Rituals of death and grief
Slowly, I’m coming to appreciate the attention and honoring that grief demands. I’ve found it necessary to recede for a time. Friends and professionals in the field tell me it can take years to feel close to “normal”. Reading about grieving rituals across cultures has helped. The Victorians wore black for two years after a loved one’s death. Hindus renounce all festivities for a year. These practices were probably intended to help mourners, so they wouldn’t have to remind people of their state of mind, or explain why they needed space from social engagements.
This is no prescription for unthinkingly adopting rituals, too many of which are still enforced as dogma. But rituals aligned with a thoughtful recognition of human nature can provide solace.
Even an atheist like me found some comfort in Hinduism’s stark last rites (which typically exclude women - that part to be ignored). Brooking no pretense, these rituals aren’t for the faint of heart. Unlike the sanitized death practices in most of the modern world, in Hinduism the dead are brought home to be cleansed and prepared for cremation. Once cremated their ashes are collected by hand by family members into a clay pitcher; then taken to a river for submersion. These rituals were perhaps designed to prevent any denialism among the living. Bringing home squarely the reality of our impermanence, our eventual return to dust and ash, these rites encourage the living to focus on what’s essential in life.
Remembering her… fierce and free
Visiting Haridwar to submerge her ashes, reminded me that she also grew up in that town. Her family settled there after fleeing their ancestral home in Peshawar following India’s bloody 1947 Partition.
My mother was a great storyteller and we’d listen in rapt fascination to her stories, including several from her childhood in Haridwar: how she’d swim across the Ganga as a teenager — no small feat considering the river enters the plains in Haridwar and its frigid waters rush through the town with a ferocity that sweeps away much and many; how she’d get in trouble in school for failing to learn the Ramayana by rote, instead pining to study in Rabindranath Tagore’s Shantiniketan; or having to give up her beloved singing lessons, because of the family’s strained financial situation (they’d lost everything in Partition). She would tear up remembering her music teacher, a greatly talented man who died unrecognized, in penury. She never went back to learning formally, but sang all the time. I just have to close my eyes to see her sitting in a saree, singing at social gatherings.
There’s so much of her in everything I do, love, believe and act on, despite butting heads with her well into my 20’s. Now I listen for her voice to guide me in my grief exhorting me to be bahadur (brave) when I despair…
Yet, life conspires…
…and this year’s catalog registers happier entries too, with a lineup of — weddings! Six of them! At first I simply wanted to hide, excuse myself from it all. But life is deaf to our claims, playing its own music, demanding we dance its bidding.

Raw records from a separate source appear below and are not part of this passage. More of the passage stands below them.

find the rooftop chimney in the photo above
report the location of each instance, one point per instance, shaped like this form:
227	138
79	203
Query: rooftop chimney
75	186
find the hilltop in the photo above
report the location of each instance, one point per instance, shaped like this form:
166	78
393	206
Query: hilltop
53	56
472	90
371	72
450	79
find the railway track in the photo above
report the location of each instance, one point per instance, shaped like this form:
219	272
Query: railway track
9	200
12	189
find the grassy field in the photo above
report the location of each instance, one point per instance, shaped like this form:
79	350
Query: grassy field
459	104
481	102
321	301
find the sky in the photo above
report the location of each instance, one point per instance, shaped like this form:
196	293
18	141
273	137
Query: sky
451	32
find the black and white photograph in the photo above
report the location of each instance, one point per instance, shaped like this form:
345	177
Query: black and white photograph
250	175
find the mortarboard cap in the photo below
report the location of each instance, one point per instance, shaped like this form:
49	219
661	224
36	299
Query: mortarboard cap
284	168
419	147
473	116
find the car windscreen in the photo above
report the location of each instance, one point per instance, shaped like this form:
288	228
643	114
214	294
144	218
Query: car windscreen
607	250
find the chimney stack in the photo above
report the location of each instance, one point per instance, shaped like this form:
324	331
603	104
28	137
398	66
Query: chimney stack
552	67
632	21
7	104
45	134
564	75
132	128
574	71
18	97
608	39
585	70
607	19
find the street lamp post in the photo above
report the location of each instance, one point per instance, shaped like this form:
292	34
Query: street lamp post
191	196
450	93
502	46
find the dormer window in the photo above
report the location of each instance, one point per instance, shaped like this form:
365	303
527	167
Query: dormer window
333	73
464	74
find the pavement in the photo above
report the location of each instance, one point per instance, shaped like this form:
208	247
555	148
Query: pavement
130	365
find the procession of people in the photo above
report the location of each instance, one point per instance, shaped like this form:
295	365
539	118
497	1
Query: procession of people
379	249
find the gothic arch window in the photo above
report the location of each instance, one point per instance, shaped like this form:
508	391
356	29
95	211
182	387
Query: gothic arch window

So I was forced to rise and show up to celebrate and take part and heart in the mingling and the joyous celebration to bless young ones launching their unions. It’s what my mother would’ve wanted, as I wrote here.
I’m not done grieving and grief is not done with me. Yet, I also know grief is love AND its price. I pay willingly.
I hope this accounting of my year will give you succor, should you ever need it.
Meanwhile, I wish each of you a dazzlingly Happy New Spin around the Sun ahead!
Extra!
A beautiful poem - NOT about a lanyard…
“But life is deaf to our claims, playing its own music, demanding we dance its bidding.”
This has been the hardest part, I think, of losing my father-in-law. Life, as you say above, marches inexorably on, and it (and the other people involved in it) don’t have much of an attention span for others’ grief.
Thank you for sharing this, if only for the commiseration. ❤️
No words really - anything goes. Grief is just there. In the smile, laughter and the fleeting tears which are removed even before they threaten to fall.